Jose D’Angelo has plenty of reason to think the layoff could matter. Hop Sing has not started since Nov. 16 at Churchill Downs, where he faded to fourth in a 1 1/8-mile allowance, but his 2025 form reads like a horse ready for better than this condition line suggests. He won a maiden race at Aqueduct with a 90 Beyer, then came back to run second to No Bien Ni Mal in Saratoga with a career-best 97, and the rest of his season stayed in the same neighborhood, with Beyers between 84 and 97. Equibase shows a 2025 high rating of 102, a reminder that his raw numbers have already reached a level most allowance fields cannot match.

That Saratoga runner-up is stronger today than it was then. No Bien Ni Mal returned to win the $200,000 Greenwood Cup at Parx on Sept. 20, 2025 by 1 3/4 lengths in 2:31.23, and trainer Paulo Lobo said the horse has "a very bright future" as he built him toward bigger races. NYRA’s Saratoga chart also shows Tuscan Gold finished third that day, giving Hop Sing’s line another boost. He was also right there with Navajo Warrior in another start last fall, and Navajo Warrior later became a Grade 3 winner in the Pimlico Special, another form marker that flatters Hop Sing’s resume.

The test is not a free pass. Amador Sanchez sends out Mogul and The Thor, a Chilean-bred pair with different profiles and plenty of intrigue. Mogul won seven of his last eight in Chile and arrives for his U.S. debut with the most upside in the field, while The Thor is an older horse trying to wake up after a long dry spell. Nothingsubtle, Manor House, Roar Ready and Skellig Michael deepen a race that is more than a routine comeback spot.
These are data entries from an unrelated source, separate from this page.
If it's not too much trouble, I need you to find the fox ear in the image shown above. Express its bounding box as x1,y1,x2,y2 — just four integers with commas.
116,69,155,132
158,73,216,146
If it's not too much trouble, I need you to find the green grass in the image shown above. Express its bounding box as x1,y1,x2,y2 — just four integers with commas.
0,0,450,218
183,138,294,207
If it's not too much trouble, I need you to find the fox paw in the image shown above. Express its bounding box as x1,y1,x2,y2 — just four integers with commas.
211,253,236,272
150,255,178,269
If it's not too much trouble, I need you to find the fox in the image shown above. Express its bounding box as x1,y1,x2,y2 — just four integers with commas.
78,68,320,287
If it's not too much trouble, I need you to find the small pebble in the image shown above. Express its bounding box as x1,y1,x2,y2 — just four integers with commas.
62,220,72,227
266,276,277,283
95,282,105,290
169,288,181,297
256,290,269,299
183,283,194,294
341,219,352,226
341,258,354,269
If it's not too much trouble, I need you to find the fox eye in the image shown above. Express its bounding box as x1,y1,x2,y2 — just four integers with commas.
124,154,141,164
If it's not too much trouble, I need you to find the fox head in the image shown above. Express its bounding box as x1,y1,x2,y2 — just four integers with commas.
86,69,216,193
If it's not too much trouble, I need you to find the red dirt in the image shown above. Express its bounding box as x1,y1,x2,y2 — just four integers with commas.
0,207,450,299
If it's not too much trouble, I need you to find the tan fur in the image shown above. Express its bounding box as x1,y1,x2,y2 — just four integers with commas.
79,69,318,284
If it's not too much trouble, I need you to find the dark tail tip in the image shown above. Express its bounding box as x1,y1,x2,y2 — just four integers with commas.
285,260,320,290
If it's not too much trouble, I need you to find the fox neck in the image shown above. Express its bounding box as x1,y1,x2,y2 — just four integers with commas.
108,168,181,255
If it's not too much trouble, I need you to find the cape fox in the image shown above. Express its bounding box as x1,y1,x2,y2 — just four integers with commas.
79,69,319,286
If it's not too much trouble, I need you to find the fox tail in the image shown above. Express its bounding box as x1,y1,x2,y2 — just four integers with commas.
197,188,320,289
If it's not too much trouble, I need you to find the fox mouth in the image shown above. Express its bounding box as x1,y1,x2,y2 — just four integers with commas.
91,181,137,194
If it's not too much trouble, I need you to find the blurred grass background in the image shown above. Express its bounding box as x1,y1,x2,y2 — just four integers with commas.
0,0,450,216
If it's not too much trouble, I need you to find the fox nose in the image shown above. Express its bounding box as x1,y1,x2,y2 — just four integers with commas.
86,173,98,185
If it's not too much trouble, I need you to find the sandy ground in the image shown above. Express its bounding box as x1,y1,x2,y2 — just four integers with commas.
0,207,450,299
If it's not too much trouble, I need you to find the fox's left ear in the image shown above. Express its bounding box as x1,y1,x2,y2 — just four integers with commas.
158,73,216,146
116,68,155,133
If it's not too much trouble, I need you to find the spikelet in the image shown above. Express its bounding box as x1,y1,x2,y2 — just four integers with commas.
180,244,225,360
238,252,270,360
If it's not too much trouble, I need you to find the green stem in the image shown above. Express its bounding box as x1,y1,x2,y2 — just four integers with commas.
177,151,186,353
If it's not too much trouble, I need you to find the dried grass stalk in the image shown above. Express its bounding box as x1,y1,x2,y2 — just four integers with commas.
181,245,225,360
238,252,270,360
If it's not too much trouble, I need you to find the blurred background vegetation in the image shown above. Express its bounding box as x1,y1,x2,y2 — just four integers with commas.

Hop Sing enters Gulfstream with a record of 9 starts, 1 win, 5 seconds, 1 third and $162,435 in earnings, and that is why the condition-book loophole matters. He has already run like a stakes horse, yet the allowance conditions still let him fit. If he returns cleanly off the layoff, this is the kind of class edge that can anchor a day at the windows, even if it also asks bettors to trust his soundness, spacing and intent all at once.